Fantascienza, Recensione

SEGNALI DAL FUTURO

TRAMA

1959: la piccola Lucinda lascia, a futura memoria, una serie di numeri. Ne capisce il significato, cinquanta anni dopo, l’astrofisico John Kroestler: predicono disastri, tutti già avvenuti, tranne tre. Nel frattempo, strani esseri perseguitano suo figlio.

RECENSIONI

 

Apocalisse fino in fondo

Proyas come M. Night Shyamalan, senza il didascalico moralismo delle ultime pellicole dell’autore de Il Sesto Senso: bambini protagonisti (che, oltretutto, sentono le voci), eventi soprannaturali (alieni compresi), un eroe che ha perso la fede, il thriller della consapevolezza costruito su dettagli sempre più angoscianti e straordinari.

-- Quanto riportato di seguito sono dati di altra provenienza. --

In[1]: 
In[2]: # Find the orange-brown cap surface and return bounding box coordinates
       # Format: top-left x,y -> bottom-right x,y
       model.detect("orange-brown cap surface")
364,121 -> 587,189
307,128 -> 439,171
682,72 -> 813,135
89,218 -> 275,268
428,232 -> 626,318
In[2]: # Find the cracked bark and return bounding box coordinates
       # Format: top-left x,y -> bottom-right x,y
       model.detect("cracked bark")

E’ al servizio, anche, di un film “alla Nicolas Cage”, nel suo tipico percorso di formazione capriano con protagonista ossessivo: ma ne contiene la vena malinconica e sentimentalista. Di suo, pur avendone facoltà (vedi la rimossa correlazione fra morte in un incendio della madre e visioni profetiche di fuoco), non replica le sofisticate allegorie del suo capolavoro, Dark City, ma, da regista innamorato della fantascienza vestita da horror (e viceversa), in cui è sempre centrale la riflessione esistenziale (qui: Determinismo vs. Casualità), ha il coraggio di andare fino in fondo, abbracciando l’Apocalisse totale: appassiona nel passo allarmista, nel rebus cabalistico con corsa contro il tempo, passa da suggestioni orrorose al dramma dell’elaborazione del lutto, da arcani mistici a eventi catastrofici e macchia il tutto con le amate vene dark (questi “stranieri” nel bosco inquietano davvero), sorprendendo nelle pieghe che prende il funereo racconto. Peccato che rischi di affossare le intriganti premesse sull’inconoscibilità soprannaturale (biblica) con l’ostentazione fantascientifica (gli uomini che sussurrano dovevano restare entità misteriose, simbolismi di Fede e Ordini Superiori). La produzione risparmia su location (quasi tutte australiane) e software per gli effetti speciali, ma gli storyboard sono magnifici: ogni sciagura segue traiettorie davvero “crudeli” (nei confronti delle vittime e dello spettatore), con preziosismi prelibati (il piano sequenza della caduta dell’aereo a Lexington e la scena di panico finale, contrappuntata in modo insolito della 7ª sinfonia di Beethoven).